Calloway v. District of Columbia Board of Parole , 103 F. App'x 740 ( 2004 )


Menu:
  •                             UNPUBLISHED
    UNITED STATES COURT OF APPEALS
    FOR THE FOURTH CIRCUIT
    No. 04-6283
    EZRA CHARLES CALLOWAY, a/k/a Charles Smith,
    Petitioner - Appellant,
    versus
    DISTRICT OF COLUMBIA BOARD OF PAROLE,
    Respondent - Appellee.
    Appeal from the United States District Court for the District of
    Maryland, at Baltimore. Alexander Williams, Jr., District Judge.
    (CA-03-3570-8-AW)
    Submitted:   June 2, 2004                  Decided:   August 2, 2004
    Before NIEMEYER, LUTTIG, and WILLIAMS, Circuit Judges.
    Affirmed by unpublished per curiam opinion.
    Ezra Charles Calloway, Appellant Pro Se.
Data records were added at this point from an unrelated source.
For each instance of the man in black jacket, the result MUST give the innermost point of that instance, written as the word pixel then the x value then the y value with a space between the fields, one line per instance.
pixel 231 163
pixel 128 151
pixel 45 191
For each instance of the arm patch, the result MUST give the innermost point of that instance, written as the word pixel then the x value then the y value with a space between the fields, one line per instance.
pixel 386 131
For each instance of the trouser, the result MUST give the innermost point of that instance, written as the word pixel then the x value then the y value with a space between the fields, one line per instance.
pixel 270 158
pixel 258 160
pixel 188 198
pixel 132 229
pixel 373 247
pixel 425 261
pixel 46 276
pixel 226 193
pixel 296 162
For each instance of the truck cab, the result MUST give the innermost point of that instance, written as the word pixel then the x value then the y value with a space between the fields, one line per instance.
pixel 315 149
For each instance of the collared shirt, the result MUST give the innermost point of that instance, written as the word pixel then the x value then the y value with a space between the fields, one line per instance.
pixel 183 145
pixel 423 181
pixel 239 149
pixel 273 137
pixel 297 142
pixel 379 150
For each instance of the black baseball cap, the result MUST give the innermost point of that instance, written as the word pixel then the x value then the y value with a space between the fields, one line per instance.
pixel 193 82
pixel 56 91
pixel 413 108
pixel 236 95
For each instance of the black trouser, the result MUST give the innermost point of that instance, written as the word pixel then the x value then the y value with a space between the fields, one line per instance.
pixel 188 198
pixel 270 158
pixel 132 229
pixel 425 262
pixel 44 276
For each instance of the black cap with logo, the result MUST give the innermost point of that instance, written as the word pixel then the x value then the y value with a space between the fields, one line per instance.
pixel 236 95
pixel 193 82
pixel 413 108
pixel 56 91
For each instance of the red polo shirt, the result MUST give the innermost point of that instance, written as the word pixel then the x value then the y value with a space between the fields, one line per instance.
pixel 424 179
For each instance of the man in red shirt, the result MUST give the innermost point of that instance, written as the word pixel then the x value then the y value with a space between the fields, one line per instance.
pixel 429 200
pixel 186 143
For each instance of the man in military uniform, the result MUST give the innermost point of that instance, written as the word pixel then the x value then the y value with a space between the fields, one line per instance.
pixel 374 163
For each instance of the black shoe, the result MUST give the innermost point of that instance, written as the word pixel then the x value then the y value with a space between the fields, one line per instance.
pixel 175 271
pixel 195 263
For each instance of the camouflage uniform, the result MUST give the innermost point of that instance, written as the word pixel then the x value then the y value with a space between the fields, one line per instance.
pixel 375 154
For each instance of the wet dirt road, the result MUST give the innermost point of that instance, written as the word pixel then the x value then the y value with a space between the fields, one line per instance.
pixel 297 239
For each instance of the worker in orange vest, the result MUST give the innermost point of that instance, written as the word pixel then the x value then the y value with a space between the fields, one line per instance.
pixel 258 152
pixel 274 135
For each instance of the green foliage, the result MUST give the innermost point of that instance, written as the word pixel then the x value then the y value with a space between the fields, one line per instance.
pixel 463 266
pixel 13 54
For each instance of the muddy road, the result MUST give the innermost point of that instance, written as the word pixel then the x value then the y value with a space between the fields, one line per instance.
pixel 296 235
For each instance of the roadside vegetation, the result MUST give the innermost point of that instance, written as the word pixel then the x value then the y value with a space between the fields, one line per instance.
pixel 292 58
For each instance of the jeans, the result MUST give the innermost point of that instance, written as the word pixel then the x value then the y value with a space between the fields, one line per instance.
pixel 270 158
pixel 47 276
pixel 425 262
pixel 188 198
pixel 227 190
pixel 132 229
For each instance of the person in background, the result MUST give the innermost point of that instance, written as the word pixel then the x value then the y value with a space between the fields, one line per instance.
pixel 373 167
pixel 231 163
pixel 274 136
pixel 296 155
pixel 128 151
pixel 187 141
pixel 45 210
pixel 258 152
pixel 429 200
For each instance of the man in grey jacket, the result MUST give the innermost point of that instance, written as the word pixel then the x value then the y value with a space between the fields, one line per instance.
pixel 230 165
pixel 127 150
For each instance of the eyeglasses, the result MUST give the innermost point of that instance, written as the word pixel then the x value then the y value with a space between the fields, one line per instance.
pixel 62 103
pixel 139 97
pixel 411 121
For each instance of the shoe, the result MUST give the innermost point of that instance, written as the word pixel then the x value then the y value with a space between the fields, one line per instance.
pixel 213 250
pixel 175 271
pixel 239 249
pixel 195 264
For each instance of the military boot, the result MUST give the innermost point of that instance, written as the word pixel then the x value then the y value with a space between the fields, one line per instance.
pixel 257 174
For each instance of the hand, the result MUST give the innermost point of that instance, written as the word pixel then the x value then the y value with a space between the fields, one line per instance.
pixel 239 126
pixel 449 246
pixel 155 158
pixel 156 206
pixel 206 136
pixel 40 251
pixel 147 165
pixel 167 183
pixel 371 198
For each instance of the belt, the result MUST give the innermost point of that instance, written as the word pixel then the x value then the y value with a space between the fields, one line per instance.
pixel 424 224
    Unpublished opinions are not binding precedent in this circuit.
    See Local Rule 36(c).
    PER CURIAM:
    Ezra Charles Calloway, Sr., a Maryland state prisoner,
    seeks to appeal the order of the district court denying his request
    that the District of Columbia Board of Parole be instructed to hold
    a parole revocation hearing to determine if he violated his parole
    in the District of Columbia.     We find that Calloway’s action is
    properly construed as a petition for mandamus relief.   See Johnson
    v. Reilly, 
    349 F.3d 1149
    , 1153 (9th Cir. 2003); Heath v. United
    States Parole Commission, 
    788 F.2d 85
    , 89 (2d Cir. 1986).       The
    Board of Parole filed a detainer with the Maryland Division of
    Correction. There is, however, “no constitutional duty to provide
    [a parolee] an adversary parole hearing until he is taken into
    custody as a parole violator by execution of [a] warrant.” Moody v.
    Daggett, 
    429 U.S. 78
    , 89 (1976); Larson v. McKenzie, 
    554 F.2d 131
    ,
    132-33 (4th Cir. 1977); Gaddy v. Michael, 
    519 F.2d 669
    , 677 (4th
    Cir. 1975).    We affirm the district court’s order denying Calloway
    relief, as Calloway has not yet been taken into custody as a parole
    violator.     We dispense with oral argument because the facts and
    legal contentions are adequately presented in the materials before
    the court and argument would not aid the decisional process.